Persian-speakers will generally greet someone in “peace,” perhaps using the formal Arabic greeting السَلامُ عَلَيكُم (al-salāmu ʿalaykum, pronounced “as-salamu alaykum,” meaning “Peace be upon you”), with the response being وَ عَلَيكم السَلام (wa ʿalaykum al-salām, “and upon you be peace) but more likely they will offer and respond simply سَلام (salam, sounding more like “se-lam”), or “peace.” You may hear a هالو (hālū) or آلو (ālū), more commonly used on the phone than in person. They may also “welcome” someone by saying خوُش آمَد or خوُشامَد (khwush-āmad, pronounced “khosh-amad”); خوش آمدید (khwush āmadīd) is the plural and/or more formal form. This is important because it’s an example of the “silent vav,” wherein something that is spelled وُ (“wu” or “vu”) is glossed into an “o” sound. We will see this again later. Persian also borrows مَرْحَباً (marḥaban, marḥabā) from Arabic but, while it can be used to mean “welcome,” it more often means something like “bravo!” or bless you!”

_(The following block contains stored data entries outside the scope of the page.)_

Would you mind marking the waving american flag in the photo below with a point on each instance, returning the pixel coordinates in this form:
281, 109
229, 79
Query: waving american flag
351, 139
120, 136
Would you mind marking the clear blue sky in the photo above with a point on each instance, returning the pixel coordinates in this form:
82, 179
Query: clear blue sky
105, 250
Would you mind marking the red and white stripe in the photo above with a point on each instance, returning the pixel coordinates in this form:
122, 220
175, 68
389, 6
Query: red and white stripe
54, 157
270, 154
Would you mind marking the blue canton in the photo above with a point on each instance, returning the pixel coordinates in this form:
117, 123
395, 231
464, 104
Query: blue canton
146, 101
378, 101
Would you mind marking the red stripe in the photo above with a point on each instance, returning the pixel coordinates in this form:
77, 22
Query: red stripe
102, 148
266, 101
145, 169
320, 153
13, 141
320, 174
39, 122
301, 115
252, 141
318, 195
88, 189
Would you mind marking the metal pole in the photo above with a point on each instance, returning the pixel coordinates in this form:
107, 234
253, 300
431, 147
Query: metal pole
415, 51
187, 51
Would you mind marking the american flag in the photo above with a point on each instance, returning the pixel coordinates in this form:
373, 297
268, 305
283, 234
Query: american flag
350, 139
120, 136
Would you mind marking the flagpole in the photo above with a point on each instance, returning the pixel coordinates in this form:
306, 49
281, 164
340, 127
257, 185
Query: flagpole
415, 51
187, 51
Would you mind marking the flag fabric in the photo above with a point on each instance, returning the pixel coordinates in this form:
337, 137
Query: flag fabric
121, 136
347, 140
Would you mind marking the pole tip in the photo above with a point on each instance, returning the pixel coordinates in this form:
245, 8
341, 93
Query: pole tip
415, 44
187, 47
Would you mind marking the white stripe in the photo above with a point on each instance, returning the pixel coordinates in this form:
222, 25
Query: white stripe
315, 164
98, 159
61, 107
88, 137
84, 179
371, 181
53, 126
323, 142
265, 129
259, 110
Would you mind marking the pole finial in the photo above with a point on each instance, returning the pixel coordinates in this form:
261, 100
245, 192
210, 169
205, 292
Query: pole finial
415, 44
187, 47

The Persian “goodbye” is usually خُدا حافِظ (khudā ḥāfiẓ, “kho-da-ha-fez”), meaning “God guard/preserve (you),” khudā being the pre-Islamic Persian word for “lord” or “God” as used in the Zoroastrian religion to refer to Ahura Mazda, combined with the Arabic ḥāfiẓ or “guardian, preserver.” A more strictly Persian, but less common, form of the same phrase is (khudā nigahdar, “kho-da-ne-gah-dar”) replacing the Arabic loanword with the Persian for “guardian.” Other options are the Arabic loanword وَداع (wadāʿ) and بِدُرود (bi-durūd, “be-do-rud”), both meaning “farewell.”
We’ll talk about time-sensitive phrases like “good morning” and “good night” later.